Scientists have identified an enzyme that can help control inflammation and may pave the way for non-addictive painkillers which produce few side effects. Millions of people suffer from substance abuse disorders related to opioid use for pain relief, and thousands die as a result of drug abuse involving opioids and related drugs, researchers said.
As the problem amplifies, researchers are seeking non-addictive chronic pain treatment options that produce few or no negative side effects. Ken Hsu, a professor at the University of Virginia in the US, and his graduate student, Myungsun Shin, identified an enzyme that “chews up fat” molecules to produce chemical signals that control inflammation. The naturally occurring enzyme, called diacylglycerol lipase-beta (DAGL-b), is a possible new drug target for reducing pain. Hsu developed selective molecules that inhibit DAGL-b and reduce inflammation, similarly to aspirin and other non-steroidal anti-inflammatory drugs, or NSAIDS. However, unlike NSAIDs, DAGL-b inhibitors can provide pain relief without gastrointestinal toxicity in preclinical models when used over a long term.

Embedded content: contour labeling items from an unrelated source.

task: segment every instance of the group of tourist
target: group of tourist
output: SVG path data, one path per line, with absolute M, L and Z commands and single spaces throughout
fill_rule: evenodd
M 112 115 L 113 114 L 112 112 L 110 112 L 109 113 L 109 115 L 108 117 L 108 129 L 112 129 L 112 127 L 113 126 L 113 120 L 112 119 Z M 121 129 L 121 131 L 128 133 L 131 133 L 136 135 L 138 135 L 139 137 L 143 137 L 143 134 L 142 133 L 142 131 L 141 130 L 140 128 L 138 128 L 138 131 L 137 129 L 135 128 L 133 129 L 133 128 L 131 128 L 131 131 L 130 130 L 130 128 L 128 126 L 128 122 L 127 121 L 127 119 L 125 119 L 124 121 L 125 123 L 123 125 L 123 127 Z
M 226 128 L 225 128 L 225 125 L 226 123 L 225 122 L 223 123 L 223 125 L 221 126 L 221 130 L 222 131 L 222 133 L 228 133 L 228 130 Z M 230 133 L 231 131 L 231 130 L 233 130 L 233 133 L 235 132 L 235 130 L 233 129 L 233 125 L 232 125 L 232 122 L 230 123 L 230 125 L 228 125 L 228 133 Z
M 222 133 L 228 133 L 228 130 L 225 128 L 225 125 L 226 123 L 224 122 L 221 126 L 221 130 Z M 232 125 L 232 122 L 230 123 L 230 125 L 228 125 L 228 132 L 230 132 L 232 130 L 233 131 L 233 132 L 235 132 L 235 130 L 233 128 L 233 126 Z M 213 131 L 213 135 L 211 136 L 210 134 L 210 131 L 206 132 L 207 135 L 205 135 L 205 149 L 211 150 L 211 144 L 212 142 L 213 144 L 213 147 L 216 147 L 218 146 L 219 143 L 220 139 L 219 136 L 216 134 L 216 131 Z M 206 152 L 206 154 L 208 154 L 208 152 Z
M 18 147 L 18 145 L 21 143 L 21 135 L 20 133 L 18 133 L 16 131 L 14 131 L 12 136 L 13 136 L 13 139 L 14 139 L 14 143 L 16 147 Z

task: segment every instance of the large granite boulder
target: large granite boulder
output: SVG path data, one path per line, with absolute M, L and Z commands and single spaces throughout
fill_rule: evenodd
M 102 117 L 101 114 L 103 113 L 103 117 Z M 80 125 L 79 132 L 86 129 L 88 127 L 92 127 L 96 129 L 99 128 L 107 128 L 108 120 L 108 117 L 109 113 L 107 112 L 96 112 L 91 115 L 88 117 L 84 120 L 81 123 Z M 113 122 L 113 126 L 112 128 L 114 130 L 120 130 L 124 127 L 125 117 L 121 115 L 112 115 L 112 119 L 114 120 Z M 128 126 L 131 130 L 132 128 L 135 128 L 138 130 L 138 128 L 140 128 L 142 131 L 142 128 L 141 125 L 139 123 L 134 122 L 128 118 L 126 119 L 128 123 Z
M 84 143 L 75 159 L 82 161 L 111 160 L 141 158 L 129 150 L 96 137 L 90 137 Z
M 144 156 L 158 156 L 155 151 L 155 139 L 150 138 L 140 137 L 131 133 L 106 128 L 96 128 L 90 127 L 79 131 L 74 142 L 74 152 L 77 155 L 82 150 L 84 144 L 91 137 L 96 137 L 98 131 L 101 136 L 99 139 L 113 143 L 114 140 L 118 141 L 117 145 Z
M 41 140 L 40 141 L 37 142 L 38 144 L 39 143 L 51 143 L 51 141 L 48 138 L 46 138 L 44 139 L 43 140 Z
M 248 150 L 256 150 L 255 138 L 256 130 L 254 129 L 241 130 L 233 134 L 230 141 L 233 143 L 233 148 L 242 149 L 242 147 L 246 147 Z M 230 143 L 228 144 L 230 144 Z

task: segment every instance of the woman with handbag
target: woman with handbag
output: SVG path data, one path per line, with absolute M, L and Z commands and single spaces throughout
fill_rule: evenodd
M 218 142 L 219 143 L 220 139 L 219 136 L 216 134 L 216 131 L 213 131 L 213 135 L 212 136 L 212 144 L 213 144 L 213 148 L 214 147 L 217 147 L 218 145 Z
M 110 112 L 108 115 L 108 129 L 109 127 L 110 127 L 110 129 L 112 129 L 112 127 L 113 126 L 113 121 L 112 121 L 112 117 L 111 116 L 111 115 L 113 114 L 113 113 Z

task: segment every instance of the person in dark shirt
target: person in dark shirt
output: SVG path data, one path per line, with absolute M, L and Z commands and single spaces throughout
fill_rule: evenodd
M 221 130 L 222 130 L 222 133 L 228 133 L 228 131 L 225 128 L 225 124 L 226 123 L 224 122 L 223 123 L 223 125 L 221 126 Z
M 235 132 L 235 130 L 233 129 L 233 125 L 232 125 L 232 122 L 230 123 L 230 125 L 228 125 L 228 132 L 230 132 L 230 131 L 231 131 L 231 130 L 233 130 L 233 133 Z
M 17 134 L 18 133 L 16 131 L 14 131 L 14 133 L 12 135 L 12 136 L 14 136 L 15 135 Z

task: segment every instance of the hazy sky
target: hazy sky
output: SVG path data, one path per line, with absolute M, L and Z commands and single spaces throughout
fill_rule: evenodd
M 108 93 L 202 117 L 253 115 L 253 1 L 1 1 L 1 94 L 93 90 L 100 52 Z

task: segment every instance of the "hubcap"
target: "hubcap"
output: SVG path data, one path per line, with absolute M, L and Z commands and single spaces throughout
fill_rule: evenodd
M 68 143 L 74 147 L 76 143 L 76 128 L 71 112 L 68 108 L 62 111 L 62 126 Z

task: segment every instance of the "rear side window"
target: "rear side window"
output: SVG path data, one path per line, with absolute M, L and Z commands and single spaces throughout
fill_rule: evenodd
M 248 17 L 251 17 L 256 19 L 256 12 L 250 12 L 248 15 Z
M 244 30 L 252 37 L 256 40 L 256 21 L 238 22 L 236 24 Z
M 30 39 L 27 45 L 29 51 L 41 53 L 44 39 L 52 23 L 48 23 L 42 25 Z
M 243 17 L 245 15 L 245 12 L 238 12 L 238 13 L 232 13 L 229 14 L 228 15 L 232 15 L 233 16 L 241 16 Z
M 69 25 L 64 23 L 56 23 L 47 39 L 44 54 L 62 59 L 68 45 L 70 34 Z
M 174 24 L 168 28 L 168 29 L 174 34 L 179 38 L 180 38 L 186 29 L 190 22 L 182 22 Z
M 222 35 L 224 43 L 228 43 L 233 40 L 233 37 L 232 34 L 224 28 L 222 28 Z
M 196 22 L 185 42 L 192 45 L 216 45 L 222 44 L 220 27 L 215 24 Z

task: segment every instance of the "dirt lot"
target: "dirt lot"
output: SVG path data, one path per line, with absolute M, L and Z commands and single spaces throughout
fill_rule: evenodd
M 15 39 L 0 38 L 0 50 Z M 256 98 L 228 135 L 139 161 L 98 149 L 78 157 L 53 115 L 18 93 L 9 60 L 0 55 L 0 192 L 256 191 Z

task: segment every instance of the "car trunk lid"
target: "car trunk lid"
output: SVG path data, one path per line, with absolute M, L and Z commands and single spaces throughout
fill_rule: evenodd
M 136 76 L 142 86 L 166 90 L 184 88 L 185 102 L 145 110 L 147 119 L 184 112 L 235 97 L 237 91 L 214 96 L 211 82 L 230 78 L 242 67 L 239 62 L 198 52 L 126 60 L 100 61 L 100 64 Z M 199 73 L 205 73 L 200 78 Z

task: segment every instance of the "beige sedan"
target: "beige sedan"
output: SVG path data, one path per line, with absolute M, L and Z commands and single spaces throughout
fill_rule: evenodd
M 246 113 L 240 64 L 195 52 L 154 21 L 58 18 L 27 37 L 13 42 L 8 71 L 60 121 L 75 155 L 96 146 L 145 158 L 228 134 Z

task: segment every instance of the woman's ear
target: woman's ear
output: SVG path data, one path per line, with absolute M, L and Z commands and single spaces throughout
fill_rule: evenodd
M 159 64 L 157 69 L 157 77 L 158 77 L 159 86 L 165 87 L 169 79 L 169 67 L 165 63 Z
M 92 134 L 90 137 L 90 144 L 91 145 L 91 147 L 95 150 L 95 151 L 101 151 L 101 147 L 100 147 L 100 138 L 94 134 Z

Unlike opioids, DAGL-b inhibitors do not exhibit addictive properties.
“This could be a new route to treating long-term inflammation and pain without the side effects of toxicity and risk of addiction observed with current treatment options,” Hsu said in a statement.
“Generally, if we block inflammation, we also affect the immune response. But were suggesting a different approach, one where we can stop inflammation without impacting the normal immune response,” said Hsu. The research, published in the journal Cell Chemical Biology, demonstrate that DAGL-b inhibitors are highly effective at reducing different pain states, including neuropathic pain and chemotherapy-induced peripheral neuropathy.
In the study, the Hsu lab uncovered a new role for DAGL-b in dendritic cells, a specialised type of innate immune cell that not only controls inflammation, but can also activate our body’s ability to fight infections by stimulating T cells, which produce an immune response. “We found that by blocking DAGL-b, we can stop inflammation without affecting immunity,” Hsu said. “This supports the idea that DAGL-b is a viable target for long-term blockade of inflammation and pain without potentially compromising our immune system,” he said.